Actualités

Dimensionnalité révélée

Des équipes de recherche des Universités d’Innsbruck et de Genève ont pour la première fois examiné la transition d’une dimension spatiale à une autre pour des systèmes de matière quantique ultra-froide. Entre une (1D) et deux dimensions (2D), les particules quantiques perçoivent leur monde comme étant en 1D ou 2D, selon l'échelle de longueur à laquelle elles sont étudiées: à de courtes distances, leur monde est unidimensionnel, mais à longue distance, il devient bidimensionnel. Les résultats obtenus à partir de mesures de corrélation viennent d'être publiés dans Nature Physics.

Les habitants des centres-villes de Manhattan ou de Miami l'ont toujours su: à de courtes distances, jusqu'à la longueur d'un pâté de maisons, le monde à l’intérieur des "canyons urbains" semble unidimensionnel.
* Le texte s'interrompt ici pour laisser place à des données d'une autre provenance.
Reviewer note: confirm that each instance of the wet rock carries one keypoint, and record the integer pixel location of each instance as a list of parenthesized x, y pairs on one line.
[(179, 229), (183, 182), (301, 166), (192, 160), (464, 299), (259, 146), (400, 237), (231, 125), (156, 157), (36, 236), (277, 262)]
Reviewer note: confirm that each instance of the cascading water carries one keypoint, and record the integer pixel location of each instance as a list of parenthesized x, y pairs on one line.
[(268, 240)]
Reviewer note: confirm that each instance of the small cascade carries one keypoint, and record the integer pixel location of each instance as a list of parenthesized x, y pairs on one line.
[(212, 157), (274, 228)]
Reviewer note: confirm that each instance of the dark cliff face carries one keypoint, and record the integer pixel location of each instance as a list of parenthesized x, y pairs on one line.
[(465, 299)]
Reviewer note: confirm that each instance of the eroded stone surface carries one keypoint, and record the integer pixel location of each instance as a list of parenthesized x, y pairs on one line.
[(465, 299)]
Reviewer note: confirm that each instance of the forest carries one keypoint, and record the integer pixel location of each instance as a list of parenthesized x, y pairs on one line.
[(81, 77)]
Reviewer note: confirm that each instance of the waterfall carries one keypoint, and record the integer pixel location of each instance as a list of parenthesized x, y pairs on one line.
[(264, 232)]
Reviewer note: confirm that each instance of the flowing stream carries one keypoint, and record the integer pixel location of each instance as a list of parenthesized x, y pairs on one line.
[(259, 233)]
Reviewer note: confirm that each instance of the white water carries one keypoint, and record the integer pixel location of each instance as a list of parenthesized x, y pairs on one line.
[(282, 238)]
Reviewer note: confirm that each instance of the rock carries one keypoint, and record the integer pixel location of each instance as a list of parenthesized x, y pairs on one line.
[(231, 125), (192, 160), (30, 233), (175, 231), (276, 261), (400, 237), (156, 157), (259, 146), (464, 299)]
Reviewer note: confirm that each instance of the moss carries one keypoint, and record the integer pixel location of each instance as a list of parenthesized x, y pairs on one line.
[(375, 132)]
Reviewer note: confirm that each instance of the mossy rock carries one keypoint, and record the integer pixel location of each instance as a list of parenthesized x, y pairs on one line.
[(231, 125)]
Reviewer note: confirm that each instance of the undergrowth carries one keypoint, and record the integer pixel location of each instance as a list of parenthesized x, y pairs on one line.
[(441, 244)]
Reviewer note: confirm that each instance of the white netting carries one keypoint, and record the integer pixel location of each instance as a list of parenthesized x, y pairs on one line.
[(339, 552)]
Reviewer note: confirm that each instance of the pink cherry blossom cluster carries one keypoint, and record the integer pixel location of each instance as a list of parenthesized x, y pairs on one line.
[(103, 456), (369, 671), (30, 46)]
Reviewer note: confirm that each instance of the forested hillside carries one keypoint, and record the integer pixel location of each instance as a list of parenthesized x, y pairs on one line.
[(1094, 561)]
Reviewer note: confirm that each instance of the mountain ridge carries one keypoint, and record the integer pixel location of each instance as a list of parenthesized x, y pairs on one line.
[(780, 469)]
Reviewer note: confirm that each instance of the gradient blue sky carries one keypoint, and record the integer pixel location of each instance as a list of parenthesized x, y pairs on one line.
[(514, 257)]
On ne peut se déplacer que dans une direction. Cependant, avec les rues transversales qui apparaissent sur de plus longues distances, le monde devient bidimensionnel: en marchant suffisamment loin, il devient possible d'explorer la direction transversale. De même, les particules quantiques piégées dans des "canyons optiques" à des températures ultrabasses et ayant la possibilité d’effectuer des sauts quantiques par effet tunnel jusqu’aux canyons voisins, "perçoivent" également leur dimensionnalité: à de courtes distances, elles sont dans un monde unidimensionnel, mais à de grandes distances, elles retrouvent la bidimensionnalité de leur environnement. Ce comportement a été récemment révélé dans un travail joint entre théorie et expérience mené conjointement par des chercheurs du Département de physique expérimentale de l'Université d'Innsbruck et du Département de physique de la matière quantique de l'Université de Genève.

Les systèmes quantiques à dimensionnalité réduite et à ultra-basses températures dans le domaine de la superfluidité et de la dégénérescence quantique sont devenus un champ de recherche passionnant. Les superfluides bidimensionnels peuvent présenter des excitations topologiques, et les systèmes unidimensionnels en interaction possèdent une variété de propriétés inhabituelles.  La fermionisation des bosons est l'une des plus frappantes. Malgré une intense activité dans ce domaine, on connaît peu de choses sur la transition entre les dimensions spatiales: comment les superfluides bosoniques sous forte interaction en 2D se tranforment-ils en bosons fermionisés en 1D ? 

Grâce à l’utilisation d’atomes froids, la transition dimensionnelle peut maintenant être directement étudiée en laboratoire. Dans un premier test, les physiciens ont examiné les propriétés des corrélations de bosons en interaction piégés dans des réseaux ajustables de lumière. En ajustant la force du réseau, ce qui correspond à une situation intermédiaire entre 1D et 2D, ils ont observé une décroissance de la fonction de corrélation (dite à un corps), présentant les deux caractéristiques typiques des systèmes 1D et 2D. Cela montre que les particules sont simultanément unidimensionnelles et bidimensionnelles. "Notre système est à la fois en 1D et en 2D", se réjouit Yanliang Guo, l'un des principaux auteurs de cette étude et post-doctorant à Innsbruck. "Cela dépend de la façon dont nous interrogeons le système." Hepeng Yao, post-doctorant à Genève, qui a effectué la simulation numérique et l'analyse à l'aide des méthodes de pointe de Monte-Carlo quantique, est du même avis: "Nous pouvons maintenant suivre directement comment le changement continu de la dimensionnalité d'un système affecte les propriétés collectives d'un superfluide."

"Nos expériences nous ont réservé une surprise", déclare Yanliang Guo. "Compte tenu de notre modélisation numérique de haute qualité, nous pouvons désormais utiliser les mesures de corrélation pour déterminer avec une très grande précision la température de nos liquides quantiques en 1D, 2D et entre les deux. Cela pourrait ouvrir la voie à de nouvelles découvertes, par exemple l'exploration de l’insaisissable phase de verres de Bose." Hepeng Yao explique: "Lorsqu'elles sont effectuées sur des bosons à très basses températures en présence d'un potentiel aléatoire, les mesures de corrélation devraient fournir des signatures de verres de Bose."

Les résultats, récemment publiés dans la revue spécialisée Nature Physics, serviront de point de départ à d'autres recherches sur la matière quantique de basse dimension et ses transitions dimensionnelles.